Excerpts from the 'Fast and Furious' report

Here are highlights of the Justice Department inspector general's report on "Operation Fast and Furious," the botched gun-trafficking probe that allowed hundreds of guns to reach Mexican drug cartels:
-- "While we found no evidence that the agents responsible for the cases had improper motives or were trying to accomplish anything other than dismantling a dangerous firearms trafficking organization, we concluded that the conduct and supervision of the investigations was significantly flawed."
-- Officials from the Bureau of Alcohol, Tobacco, Firearms and Explosives and the U.S. attorney's office in Phoenix "provided demonstrably inaccurate and conflicting information" to Justice Department officials as they drafted a later-retracted response to questions from Sen. Charles Grassley about the probe. However, the report adds, "the Department is ultimately responsible for representations that it makes to Congress."
-- Attorney General Eric Holder "did not learn about Operation Fast and Furious until late January or early February 2011 and was not aware of allegations of 'gun walking' in the investigation until February." Though Justice Department divisions send weekly reports to the attorney general's office, "We determined that these reports did not refer to agents' failure to interdict firearms or include information that otherwise provided notice of the improper strategy and tactics that ATF agents were using in the investigation."
-- Kenneth Melson, the former acting ATF director whose retirement was announced Wednesday, "was not well served" by his subordinates. However, as an experienced prosecutor, Melson "should have asked basic questions about the investigation, including how public safety was being protected." And after developing concerns about the probe in 2010, he failed to warn Holder's top aides and "lacked sufficient urgency" about the issue.
-- Holder's acting deputy and current chief of staff, Gary Grindler, was told of the link between Fast and Furious and the killing of Border Patrol Agent Brian Terry in December 2010, and "should have informed the Attorney General as well as made an appropriate inquiry of ATF or the U.S. Attorney's Office about the connection."
-- Deputy Assistant Attorney General Jason Weinstein, who resigned when the report was released, "was the most senior person in the Department in April and May 2010 who was in a position to identify the similarity between the inappropriate tactics used in Operations Wide Receiver and Fast and Furious." Notes from an April 2010 meeting about the earlier operation show Weinstein "did not admonish ATF," and the meeting "focused instead on how to avoid negative press."

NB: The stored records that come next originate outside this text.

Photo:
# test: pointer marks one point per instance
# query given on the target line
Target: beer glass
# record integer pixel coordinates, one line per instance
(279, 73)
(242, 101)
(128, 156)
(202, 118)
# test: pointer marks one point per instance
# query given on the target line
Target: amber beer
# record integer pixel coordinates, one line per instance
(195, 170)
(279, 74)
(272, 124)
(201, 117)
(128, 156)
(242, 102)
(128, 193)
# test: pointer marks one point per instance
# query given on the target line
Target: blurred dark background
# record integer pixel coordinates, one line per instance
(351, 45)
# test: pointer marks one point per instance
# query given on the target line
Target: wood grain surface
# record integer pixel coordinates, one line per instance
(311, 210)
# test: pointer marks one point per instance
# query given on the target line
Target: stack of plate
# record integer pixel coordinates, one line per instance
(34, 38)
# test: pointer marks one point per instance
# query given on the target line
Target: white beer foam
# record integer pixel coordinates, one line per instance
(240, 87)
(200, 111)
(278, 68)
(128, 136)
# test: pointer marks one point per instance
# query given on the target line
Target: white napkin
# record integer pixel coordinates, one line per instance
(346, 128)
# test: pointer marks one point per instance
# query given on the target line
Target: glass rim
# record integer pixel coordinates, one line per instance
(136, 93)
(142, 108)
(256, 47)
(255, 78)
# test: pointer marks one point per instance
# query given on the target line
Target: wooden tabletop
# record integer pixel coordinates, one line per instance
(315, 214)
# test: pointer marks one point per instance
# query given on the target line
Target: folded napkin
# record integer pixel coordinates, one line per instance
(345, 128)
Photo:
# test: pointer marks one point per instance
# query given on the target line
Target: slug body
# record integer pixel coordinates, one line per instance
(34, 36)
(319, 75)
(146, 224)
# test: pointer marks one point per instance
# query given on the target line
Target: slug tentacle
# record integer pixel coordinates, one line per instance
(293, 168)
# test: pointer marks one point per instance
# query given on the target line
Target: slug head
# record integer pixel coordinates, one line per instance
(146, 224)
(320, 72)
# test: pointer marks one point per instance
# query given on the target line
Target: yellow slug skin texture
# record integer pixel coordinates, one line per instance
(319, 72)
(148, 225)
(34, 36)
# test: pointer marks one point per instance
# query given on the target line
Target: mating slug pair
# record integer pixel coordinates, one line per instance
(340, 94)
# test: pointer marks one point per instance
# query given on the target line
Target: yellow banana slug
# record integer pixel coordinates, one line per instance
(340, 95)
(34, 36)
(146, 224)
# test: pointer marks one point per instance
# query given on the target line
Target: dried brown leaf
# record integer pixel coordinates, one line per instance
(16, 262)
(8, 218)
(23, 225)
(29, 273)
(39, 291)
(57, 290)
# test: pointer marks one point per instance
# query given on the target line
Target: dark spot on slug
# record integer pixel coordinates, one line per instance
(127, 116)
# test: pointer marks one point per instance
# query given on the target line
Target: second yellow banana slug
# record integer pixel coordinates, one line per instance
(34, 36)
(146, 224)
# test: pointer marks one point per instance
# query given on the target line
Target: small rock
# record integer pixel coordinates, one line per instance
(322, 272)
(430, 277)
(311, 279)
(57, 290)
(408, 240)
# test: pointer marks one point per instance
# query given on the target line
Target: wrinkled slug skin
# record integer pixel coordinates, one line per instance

-- Criminal Division chief Lanny Breuer failed to warn Holder or his deputy about concerns about Operation Wide Receiver, a 2006-2007 gun probe that used similar tactics, when he learned about them in April 2010. Breuer admitted that in testimony to Congress in November.
-- Dennis Burke, the U.S. attorney in Phoenix, "failed to exercise responsible oversight and failed to provide the leadership and judgment required of a United States attorney." Burke resigned in 2011, as investigations into the probe gathered steam.